Le rappeur sénégalais fait monter sur scène les talents des cités. Concerts, festival africain... L'ex sans-papiers a des projets pour Sablé.
Un professeur de lettres au collège Anjou, ex-directeur de l'Alliance française au Zimbabwe qui veut s'investir et donner des couleurs à sa ville (Ouest-France du 9 avril). Un ex sans-papiers Sénégalais, rappeur et organisateur de concerts, qui veut faire bouger la cité. Deux parcours, deux hommes, deux points communs : L'Afrique et Sablé. L'Afrique à Sablé.

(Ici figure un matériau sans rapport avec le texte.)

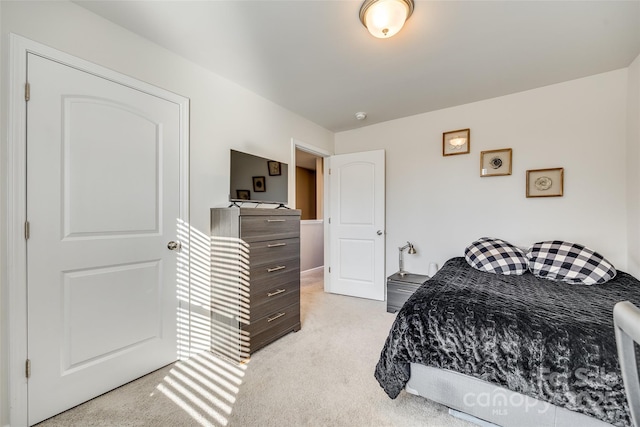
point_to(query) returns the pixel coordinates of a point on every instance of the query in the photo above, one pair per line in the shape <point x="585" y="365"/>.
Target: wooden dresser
<point x="255" y="264"/>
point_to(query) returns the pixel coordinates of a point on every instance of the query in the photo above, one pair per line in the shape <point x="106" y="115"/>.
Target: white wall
<point x="441" y="204"/>
<point x="311" y="244"/>
<point x="633" y="167"/>
<point x="223" y="114"/>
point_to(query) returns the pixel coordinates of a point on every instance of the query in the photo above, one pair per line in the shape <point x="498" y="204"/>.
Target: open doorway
<point x="309" y="184"/>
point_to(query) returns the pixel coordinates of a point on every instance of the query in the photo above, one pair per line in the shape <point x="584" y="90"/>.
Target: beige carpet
<point x="319" y="376"/>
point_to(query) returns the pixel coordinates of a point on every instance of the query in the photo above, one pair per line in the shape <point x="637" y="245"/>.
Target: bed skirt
<point x="490" y="402"/>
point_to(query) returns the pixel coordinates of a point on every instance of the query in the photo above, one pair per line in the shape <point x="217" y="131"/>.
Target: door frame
<point x="326" y="155"/>
<point x="15" y="250"/>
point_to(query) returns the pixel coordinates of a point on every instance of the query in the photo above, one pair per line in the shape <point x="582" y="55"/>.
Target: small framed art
<point x="274" y="168"/>
<point x="456" y="142"/>
<point x="243" y="194"/>
<point x="545" y="182"/>
<point x="259" y="185"/>
<point x="495" y="162"/>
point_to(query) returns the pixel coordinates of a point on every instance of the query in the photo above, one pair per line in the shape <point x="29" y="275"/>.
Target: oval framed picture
<point x="545" y="182"/>
<point x="495" y="162"/>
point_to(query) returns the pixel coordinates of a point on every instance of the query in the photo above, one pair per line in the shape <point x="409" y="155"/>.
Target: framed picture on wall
<point x="545" y="182"/>
<point x="243" y="194"/>
<point x="259" y="184"/>
<point x="495" y="162"/>
<point x="274" y="168"/>
<point x="456" y="142"/>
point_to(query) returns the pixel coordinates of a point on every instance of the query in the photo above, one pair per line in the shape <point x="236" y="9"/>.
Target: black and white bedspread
<point x="549" y="340"/>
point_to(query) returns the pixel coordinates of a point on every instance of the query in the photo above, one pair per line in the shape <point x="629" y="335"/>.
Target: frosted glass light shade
<point x="385" y="18"/>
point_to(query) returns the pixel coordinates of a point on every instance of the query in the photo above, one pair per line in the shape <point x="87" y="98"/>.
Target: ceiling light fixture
<point x="384" y="18"/>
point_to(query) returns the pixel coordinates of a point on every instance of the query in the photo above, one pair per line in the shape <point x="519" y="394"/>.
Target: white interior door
<point x="102" y="203"/>
<point x="357" y="222"/>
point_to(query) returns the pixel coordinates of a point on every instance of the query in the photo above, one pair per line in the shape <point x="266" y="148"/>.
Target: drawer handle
<point x="279" y="291"/>
<point x="277" y="316"/>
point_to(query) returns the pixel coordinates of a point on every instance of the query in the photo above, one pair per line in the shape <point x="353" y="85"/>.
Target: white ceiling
<point x="315" y="58"/>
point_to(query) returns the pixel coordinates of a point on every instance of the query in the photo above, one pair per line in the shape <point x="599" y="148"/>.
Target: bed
<point x="513" y="350"/>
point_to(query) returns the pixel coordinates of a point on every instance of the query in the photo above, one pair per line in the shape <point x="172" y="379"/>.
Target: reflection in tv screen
<point x="257" y="179"/>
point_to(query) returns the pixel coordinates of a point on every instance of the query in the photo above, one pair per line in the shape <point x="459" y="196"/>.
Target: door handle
<point x="174" y="246"/>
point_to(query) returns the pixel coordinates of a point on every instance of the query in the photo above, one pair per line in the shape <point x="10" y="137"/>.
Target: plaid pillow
<point x="496" y="256"/>
<point x="569" y="262"/>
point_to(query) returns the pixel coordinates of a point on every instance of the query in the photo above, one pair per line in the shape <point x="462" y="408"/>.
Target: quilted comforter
<point x="549" y="340"/>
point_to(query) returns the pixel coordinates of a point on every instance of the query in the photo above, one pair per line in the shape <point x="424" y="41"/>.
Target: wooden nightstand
<point x="400" y="288"/>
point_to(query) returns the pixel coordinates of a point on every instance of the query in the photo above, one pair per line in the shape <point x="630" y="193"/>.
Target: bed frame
<point x="489" y="402"/>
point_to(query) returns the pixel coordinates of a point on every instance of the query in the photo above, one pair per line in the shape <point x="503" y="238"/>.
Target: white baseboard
<point x="313" y="270"/>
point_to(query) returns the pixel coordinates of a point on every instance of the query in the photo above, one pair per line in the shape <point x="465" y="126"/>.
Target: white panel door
<point x="102" y="203"/>
<point x="356" y="230"/>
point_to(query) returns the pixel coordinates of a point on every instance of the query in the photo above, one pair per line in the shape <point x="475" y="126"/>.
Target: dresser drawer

Camille Bounama est arrivé en France avec un visa en poche. Mais il n'est pas rentré chez lui, à Tambacounda, au Sénégal. Il avait 18 ans. Un rêve d'Eldorado en tête, comme tous les jeunes de son pays. « À Tambacounda, 59 % de la population a moins de 21 ans. Il y a peu d'activités. Quand mon grand-père allait à Dakar, il disait d'ailleurs : je pars au Sénégal. Moi, mon rêve a toujours été d'organiser un festival pour les jeunes de cette ville déshéritée. » Quitte à choisir la clandestinité pour cela. Il l'a promis à ses « petits frères » en partant : « Dès que ça marche pour moi, je fais quelque chose pour vous. » Il a bossé « au noir », un peu. Galéré pas mal... Et réalisé « qu'il fallait lutter, en France aussi, pour survivre ». Mais le gamin débrouillard - il n'avait pas un radis, à 15 ans, lorsqu'il a organisé son premier concert à Dakar - a vite fait son trou. « Si tu arrives dans un pays, et que tout le monde se met nu, tu te mets nu. J'ai suivi ce conseil de mon père. »
« Allo Tamba »
Casquette des Yankees sur la tête, look streetwear... Camille, le rappeur expatrié, a le verbe facile. De la tchatche, le mot juste qui claque... et un sacré, sacré, culot. « J'ai rencontré le président Wade (Sénégal) lors d'un de ses passages à Paris. J'ai monté un projet avec la préfecture du 95, j'ai été reçu par un sous-préfet. Je suis allé à la place Beauvau, au ministère de l'Intérieur, à l'Unesco, au conseil général. J'ai noué un partenariat avec la chaîne Arte dans le cadre du projet Artecités. » Tout ça, il en rigole, sans un papier en poche. Et quand il a créé l'association Le Monde des idées et des actions, il n'avait « toujours pas de papiers ».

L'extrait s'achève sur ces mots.